Os Estados-Membros não devem incluir disposições nos seus projetos de acordos ou de convenções que tenham por efeito transferir, para a outra Parte ou Partes no projeto de acordo ou de convenção, a propriedade dos materiais cindíveis especiais que são propriedade da Comunidade nos termos do título II, capítulo 8, do Tratado.

11.

Os Estados-Membros devem assegurar que os seus projetos de acordos ou de convenções não contenham disposições que tornem a transferência no interior da Comunidade, seja para que fim, de qualquer um dos bens ou produtos enumerados no anexo IV do Tratado, dependente de autorização prévia da outra Parte ou das Partes no projeto de acordo ou de convenção, ou que impeçam o cumprimento das regras do mercado comum nuclear.

12.

Quando da negociação de um projeto de acordo ou de convenção, os Estados-Membros devem ter em consideração, quando aplicável, quaisquer acordos celebrados entre a Comunidade e a outra Parte ou Partes no projeto de acordo ou de convenção. Os Estados-Membros são incentivados a fazer uma referência explícita ao acordo Euratom relevante no texto do projeto de acordo ou de convenção a comunicar à Comissão.

PARTE IV

Avaliação da comunicação pela Comissão

13.

Na sequência da sua avaliação, a Comissão dá conhecimento das suas observações ao Estado-Membro em causa. Essas observações devem indicar quais as disposições do projeto de acordo ou de convenção que impedem a aplicação do Tratado, na aceção do artigo 103.o, e, quando aplicável, remeter para capítulos específicos do Tratado em conformidade com o disposto na parte III da presente recomendação.

PARTE V

Seguimento da avaliação da Comissão

14.

Os Estados-Membros são incentivados, após a celebração de um projeto de acordo ou de convenção comunicado ao abrigo do artigo 103.o, a comunicar à Comissão o texto final do acordo ou da convenção, bem como qualquer declaração ou acordo subsequente, qualquer que seja a sua forma, apresentado por uma ou ambas as Partes no que diz respeito à interpretação ou aplicação do mesmo.

15.

O facto de a Comissão, depois de lhe ter sido comunicado um projeto de acordo ou de convenção em conformidade com o artigo 103.o, não encontrar quaisquer elementos que possam impedir a aplicação do Tratado, não exclui que a aplicação desse acordo ou convenção possa resultar numa infração à legislação da Euratom.

16.

Recomenda-se que os Estados-Membros facultem à Comissão, a pedido desta, informações relacionadas com a aplicação ou interpretação de acordos ou convenções abrangidos pelo Tratado e que estejam em vigor entre os Estados-Membros e Estados terceiros, organizações internacionais ou nacionais de um Estado terceiro.

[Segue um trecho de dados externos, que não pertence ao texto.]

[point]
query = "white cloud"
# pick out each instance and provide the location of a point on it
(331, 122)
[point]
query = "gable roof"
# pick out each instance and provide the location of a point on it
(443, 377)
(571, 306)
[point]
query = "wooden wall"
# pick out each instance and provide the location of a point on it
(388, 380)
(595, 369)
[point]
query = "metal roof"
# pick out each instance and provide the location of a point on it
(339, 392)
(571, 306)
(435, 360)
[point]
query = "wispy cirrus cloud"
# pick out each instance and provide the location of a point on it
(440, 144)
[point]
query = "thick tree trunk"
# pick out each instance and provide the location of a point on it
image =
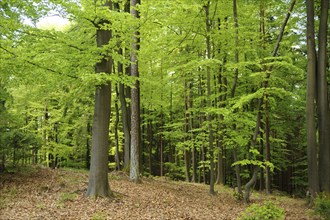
(98, 176)
(322, 100)
(313, 180)
(135, 106)
(98, 184)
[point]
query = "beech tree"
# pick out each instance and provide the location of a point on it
(217, 92)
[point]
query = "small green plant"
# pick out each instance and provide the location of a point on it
(238, 196)
(99, 216)
(262, 212)
(66, 197)
(322, 206)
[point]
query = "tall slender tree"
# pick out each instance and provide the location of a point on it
(322, 100)
(313, 180)
(135, 94)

Os destinatários da presente recomendação são os Estados-Membros.

Feito em Bruxelas, em 4 de abril de 2016.

Pela Comissão

Miguel ARIAS CAÑETE

Membro da Comissão


(1)  Coletânea de Jurisprudência do Tribunal 1978, p. 2151.

(2)  Decisão n.o 994/2012/UE do Parlamento Europeu e do Conselho, de 25 de outubro de 2012, relativa à criação de um mecanismo de intercâmbio de informações sobre acordos intergovernamentais entre Estados-Membros e países terceiros no domínio da energia (JO L 299 de 27.10.2012, p. 13).

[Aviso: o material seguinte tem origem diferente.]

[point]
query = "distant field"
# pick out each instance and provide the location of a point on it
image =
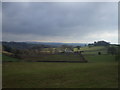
(94, 50)
(99, 72)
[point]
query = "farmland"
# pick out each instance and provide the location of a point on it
(101, 71)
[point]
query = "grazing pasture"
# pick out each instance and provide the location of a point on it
(101, 71)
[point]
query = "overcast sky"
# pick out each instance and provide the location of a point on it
(79, 22)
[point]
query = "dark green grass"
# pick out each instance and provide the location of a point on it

(3)  Diretiva 2009/71/Euratom do Conselho, de 25 de junho de 2009, que estabelece um quadro comunitário para a segurança nuclear das instalações nucleares (JO L 172 de 2.7.2009, p. 18).

(4)  Diretiva 2011/70/Euratom do Conselho, de 19 de julho de 2011, que estabelece um quadro comunitário para a gestão responsável e segura do combustível irradiado e dos resíduos radioativos (JO L 199 de 2.8.2011, p. 48).

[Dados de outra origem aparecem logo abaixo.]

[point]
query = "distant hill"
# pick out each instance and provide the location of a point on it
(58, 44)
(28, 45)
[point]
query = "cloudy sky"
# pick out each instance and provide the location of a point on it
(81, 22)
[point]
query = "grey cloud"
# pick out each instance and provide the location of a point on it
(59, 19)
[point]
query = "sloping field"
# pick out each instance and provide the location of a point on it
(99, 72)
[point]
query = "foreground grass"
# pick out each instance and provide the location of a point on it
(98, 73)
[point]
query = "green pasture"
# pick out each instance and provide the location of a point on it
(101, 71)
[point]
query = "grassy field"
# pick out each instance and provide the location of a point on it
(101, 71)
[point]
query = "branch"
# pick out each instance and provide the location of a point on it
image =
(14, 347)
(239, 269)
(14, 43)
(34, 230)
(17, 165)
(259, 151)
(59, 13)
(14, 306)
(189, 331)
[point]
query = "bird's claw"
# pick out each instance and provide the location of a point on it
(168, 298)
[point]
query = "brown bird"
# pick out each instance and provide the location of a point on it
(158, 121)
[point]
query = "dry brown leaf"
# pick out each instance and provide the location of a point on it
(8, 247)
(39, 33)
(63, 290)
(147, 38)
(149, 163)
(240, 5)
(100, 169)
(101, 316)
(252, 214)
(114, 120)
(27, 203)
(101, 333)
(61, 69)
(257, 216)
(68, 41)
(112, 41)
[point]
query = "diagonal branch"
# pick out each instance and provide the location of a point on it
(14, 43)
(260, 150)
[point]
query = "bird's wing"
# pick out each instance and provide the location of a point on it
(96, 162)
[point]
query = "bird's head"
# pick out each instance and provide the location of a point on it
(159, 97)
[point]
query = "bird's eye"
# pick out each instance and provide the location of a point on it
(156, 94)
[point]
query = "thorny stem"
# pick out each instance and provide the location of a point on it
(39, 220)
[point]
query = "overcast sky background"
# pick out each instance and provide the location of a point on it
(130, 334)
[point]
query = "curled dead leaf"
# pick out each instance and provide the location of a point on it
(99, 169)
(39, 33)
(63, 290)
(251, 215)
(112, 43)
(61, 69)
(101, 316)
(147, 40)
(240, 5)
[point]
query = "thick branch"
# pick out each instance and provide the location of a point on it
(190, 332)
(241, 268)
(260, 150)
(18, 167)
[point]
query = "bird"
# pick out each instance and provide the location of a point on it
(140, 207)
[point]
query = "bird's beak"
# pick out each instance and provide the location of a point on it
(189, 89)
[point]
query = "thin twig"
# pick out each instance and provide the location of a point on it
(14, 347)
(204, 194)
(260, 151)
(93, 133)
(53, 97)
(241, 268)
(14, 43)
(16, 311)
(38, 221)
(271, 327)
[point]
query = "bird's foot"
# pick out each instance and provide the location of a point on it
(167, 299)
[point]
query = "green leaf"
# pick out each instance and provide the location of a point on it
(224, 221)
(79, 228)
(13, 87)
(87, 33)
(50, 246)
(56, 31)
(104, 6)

(5)  Diretiva 2013/59/Euratom do Conselho, de 5 de dezembro de 2013, que fixa as normas de segurança de base relativas à proteção contra os perigos resultantes da exposição a radiações ionizantes, e que revoga as Diretivas 89/618/Euratom, 90/641/Euratom, 96/29/Euratom, 97/43/Euratom e 2003/122/Euratom (JO L 13 de 17.1.2014, p. 1).

(6)  Um «acordo» na aceção do artigo 4.o, n.o 4, do Diretiva 2011/70/Euratom deve, contudo, ser entendido como um acordo que diz especificamente respeito à utilização de uma instalação de eliminação, conforme previsto no referido artigo.